Mi ojo derecho lo he dejado pegado en el telescopio que se encuentra
en el balcón, le encanta ver la luna y los planetas, el telescopio está
programado para observar constelaciones, planetas y entre otras maravillas
astronómicas, acomoda estando orientado al norte y no se necesita mínima
intervención humana.
Mi ojo izquierdo lo he dejado en la mirilla de la puerta, para observar a detalle quien pisa los rosales de la entrada, para ver cuando llegan visitas y como todo buen hombre con esperanza, si regresa la última dama que me ha hecho cambiar el corazón un par de veces del desgaste.
Mis manos ahora no sirven de nada, no sostienen otras manos, no acarician rostros ni dan vuelta a las páginas de los libros, pues no pueden trabajar en conjunto con mis ojos, ellos tienen su libertad. Así que decidí meterlas en el cajón de la cocina, la izquierda se sostiene firmemente de un cuchillo carnicero, lo cual es un poco extraño y atemorizante.
Mis brazos no tienen a quien sostener, no tienen un llanto en ellos que secar, ya no hay abrazos cerrados, abiertos o medios abrazos a la cintura.
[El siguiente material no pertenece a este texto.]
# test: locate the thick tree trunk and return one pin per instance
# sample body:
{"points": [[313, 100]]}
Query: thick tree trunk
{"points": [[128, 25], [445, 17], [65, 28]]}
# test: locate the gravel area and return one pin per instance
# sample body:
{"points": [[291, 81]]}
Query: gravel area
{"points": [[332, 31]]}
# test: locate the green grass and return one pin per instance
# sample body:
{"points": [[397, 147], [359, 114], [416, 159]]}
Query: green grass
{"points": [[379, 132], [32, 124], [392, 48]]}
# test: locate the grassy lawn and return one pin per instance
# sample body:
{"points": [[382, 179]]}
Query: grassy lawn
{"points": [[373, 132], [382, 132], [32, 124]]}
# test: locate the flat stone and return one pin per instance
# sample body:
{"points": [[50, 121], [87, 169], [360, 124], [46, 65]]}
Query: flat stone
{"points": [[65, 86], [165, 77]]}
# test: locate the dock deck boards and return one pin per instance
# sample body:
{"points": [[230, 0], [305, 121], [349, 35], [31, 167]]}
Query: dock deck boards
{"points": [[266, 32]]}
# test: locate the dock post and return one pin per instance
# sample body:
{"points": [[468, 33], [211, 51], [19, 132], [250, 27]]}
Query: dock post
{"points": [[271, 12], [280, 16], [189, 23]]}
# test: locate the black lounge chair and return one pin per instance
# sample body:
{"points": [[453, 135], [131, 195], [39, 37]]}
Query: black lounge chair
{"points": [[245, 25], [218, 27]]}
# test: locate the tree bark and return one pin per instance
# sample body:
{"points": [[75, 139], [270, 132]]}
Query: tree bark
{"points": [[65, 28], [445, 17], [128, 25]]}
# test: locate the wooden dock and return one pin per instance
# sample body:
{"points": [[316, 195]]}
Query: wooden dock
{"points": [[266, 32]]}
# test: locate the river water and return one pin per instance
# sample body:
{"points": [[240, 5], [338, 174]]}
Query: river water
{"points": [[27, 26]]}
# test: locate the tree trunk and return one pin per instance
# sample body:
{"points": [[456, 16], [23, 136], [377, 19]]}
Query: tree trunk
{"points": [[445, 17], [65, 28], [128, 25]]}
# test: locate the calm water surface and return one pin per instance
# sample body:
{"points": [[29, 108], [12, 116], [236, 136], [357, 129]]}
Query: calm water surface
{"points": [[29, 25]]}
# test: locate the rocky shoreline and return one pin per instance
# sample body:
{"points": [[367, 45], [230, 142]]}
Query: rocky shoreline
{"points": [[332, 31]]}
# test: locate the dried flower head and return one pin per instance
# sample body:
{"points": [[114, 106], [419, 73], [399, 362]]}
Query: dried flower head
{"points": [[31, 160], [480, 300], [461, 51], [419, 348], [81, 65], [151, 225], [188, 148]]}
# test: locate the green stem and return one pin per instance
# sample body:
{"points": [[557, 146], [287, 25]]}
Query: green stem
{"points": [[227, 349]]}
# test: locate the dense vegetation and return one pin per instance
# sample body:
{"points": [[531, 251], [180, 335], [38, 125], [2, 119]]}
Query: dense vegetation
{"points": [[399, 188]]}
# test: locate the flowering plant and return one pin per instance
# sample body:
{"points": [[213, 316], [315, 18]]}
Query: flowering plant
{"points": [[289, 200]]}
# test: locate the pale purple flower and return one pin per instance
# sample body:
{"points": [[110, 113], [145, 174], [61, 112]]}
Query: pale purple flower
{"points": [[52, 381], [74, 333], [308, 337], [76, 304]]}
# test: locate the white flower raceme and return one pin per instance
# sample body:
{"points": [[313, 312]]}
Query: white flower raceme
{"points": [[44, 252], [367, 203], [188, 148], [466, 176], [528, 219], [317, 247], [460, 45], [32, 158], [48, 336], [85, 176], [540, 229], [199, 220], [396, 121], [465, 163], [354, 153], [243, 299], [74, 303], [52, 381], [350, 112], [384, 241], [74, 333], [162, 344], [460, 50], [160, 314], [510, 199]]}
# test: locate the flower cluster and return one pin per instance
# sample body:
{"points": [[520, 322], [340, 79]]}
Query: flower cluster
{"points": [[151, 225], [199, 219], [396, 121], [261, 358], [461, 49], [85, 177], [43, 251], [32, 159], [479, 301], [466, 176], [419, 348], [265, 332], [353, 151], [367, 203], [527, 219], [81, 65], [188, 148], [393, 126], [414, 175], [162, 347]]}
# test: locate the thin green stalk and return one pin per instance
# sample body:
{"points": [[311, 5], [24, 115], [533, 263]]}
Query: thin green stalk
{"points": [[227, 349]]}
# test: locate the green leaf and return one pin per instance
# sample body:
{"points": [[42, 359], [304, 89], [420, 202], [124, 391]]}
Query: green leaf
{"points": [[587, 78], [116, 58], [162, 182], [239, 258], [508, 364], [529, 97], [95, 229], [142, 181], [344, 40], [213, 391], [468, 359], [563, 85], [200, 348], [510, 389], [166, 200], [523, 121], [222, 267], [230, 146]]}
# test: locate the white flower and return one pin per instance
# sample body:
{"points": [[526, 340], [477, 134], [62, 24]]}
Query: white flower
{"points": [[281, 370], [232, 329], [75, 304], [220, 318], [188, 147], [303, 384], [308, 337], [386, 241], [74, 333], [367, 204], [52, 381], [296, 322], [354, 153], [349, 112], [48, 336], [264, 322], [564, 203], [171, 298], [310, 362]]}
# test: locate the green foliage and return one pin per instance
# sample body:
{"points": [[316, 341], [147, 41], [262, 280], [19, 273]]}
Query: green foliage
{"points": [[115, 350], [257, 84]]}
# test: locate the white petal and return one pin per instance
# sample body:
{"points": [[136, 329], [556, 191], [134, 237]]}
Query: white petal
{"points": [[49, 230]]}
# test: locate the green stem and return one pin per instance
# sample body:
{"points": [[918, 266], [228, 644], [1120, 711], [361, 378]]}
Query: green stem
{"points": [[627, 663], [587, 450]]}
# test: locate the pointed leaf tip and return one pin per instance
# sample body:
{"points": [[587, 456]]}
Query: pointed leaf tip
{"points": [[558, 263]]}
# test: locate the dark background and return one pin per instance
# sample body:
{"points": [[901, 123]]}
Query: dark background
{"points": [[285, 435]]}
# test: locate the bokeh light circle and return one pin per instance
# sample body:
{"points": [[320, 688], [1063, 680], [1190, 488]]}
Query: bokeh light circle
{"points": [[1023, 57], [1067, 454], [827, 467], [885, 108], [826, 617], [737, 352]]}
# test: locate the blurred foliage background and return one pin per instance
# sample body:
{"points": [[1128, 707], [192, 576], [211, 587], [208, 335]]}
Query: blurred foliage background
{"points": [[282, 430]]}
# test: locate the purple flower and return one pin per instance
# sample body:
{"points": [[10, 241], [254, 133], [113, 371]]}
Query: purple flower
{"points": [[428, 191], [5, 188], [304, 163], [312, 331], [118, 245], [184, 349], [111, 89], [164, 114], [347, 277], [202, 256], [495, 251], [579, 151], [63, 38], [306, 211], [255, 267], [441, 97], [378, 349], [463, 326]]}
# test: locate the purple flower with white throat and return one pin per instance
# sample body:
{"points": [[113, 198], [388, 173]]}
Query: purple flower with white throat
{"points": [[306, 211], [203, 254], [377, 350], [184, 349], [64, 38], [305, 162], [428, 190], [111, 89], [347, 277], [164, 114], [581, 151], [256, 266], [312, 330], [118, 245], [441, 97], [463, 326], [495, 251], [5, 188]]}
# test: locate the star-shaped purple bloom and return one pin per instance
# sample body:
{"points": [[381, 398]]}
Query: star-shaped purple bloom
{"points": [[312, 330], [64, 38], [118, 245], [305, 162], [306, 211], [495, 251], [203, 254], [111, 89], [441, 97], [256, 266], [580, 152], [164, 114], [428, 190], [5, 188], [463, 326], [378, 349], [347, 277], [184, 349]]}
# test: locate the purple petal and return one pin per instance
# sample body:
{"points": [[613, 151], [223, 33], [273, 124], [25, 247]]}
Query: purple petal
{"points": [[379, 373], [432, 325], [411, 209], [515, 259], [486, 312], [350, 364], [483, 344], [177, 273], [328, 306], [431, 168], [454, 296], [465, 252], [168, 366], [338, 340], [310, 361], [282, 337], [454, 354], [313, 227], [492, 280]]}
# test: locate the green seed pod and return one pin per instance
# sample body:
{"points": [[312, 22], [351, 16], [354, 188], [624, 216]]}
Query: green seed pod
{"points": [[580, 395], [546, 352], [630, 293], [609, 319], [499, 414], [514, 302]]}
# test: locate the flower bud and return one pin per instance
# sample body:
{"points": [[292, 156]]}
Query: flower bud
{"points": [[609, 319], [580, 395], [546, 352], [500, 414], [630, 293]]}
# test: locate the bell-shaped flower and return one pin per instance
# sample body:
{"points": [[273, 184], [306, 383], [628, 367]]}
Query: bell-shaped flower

Así que por inutilidad, me los he quitado y los dejé colgados en el ropero.
Mis piernas aún deambulan por la casa, de un lado a otro como si aún tuvieran un torso que cuidar, algo que trasladar, supongo que es un defecto de fábrica, algo parecido a cuando a una gallina se le corta la cabeza y aún sigue queriendo correr.
Mi nariz siempre ha hecho su trabajo, pero es lo que hoy trato de evitar, al pasar por los pasillos del supermercado, me hace recordar, quiero dejar fuera esas torturas, dejar de oler su crema corporal, su perfume, su shampoo, el olor del pasto que me recuerda las idas al parque o las veces que nos tiramos en él a buscar forma a las nubes, hasta llegada la madrugada inventando constelaciones, la nariz tendrá un lugar donde no podrá seguir trabajando, ella estará puesta bajo llave en mi caja fuerte.
Mi boca, ella nunca callará, seguirá el camino de la libertad recitando poesía que nunca termina, contando cuentos inconclusos, inmortalidades y demás. Ella ya sufre de temblores repentinos, recuerdos de besos y mordidas violentas. Para calmarle tendré que dejarla sobre mi biblioteca, ya que le gusta competir con los libros, manera absurda de vivir pero da mucha paz.
Por último mi cerebro y mis oídos, ellos son los más afectados, escuchar tantas, perder la fe en quienes le rodean, el dolor del silencio entrando por un lado y atravesando la cabeza como bala de una calibre 22, tanto pensar, tanta esperanza destrozada, tanto sentir; un trabajo cansado el de ambos.
Ellos han muerto, ellos no necesitan libertad, necesitan un entierro.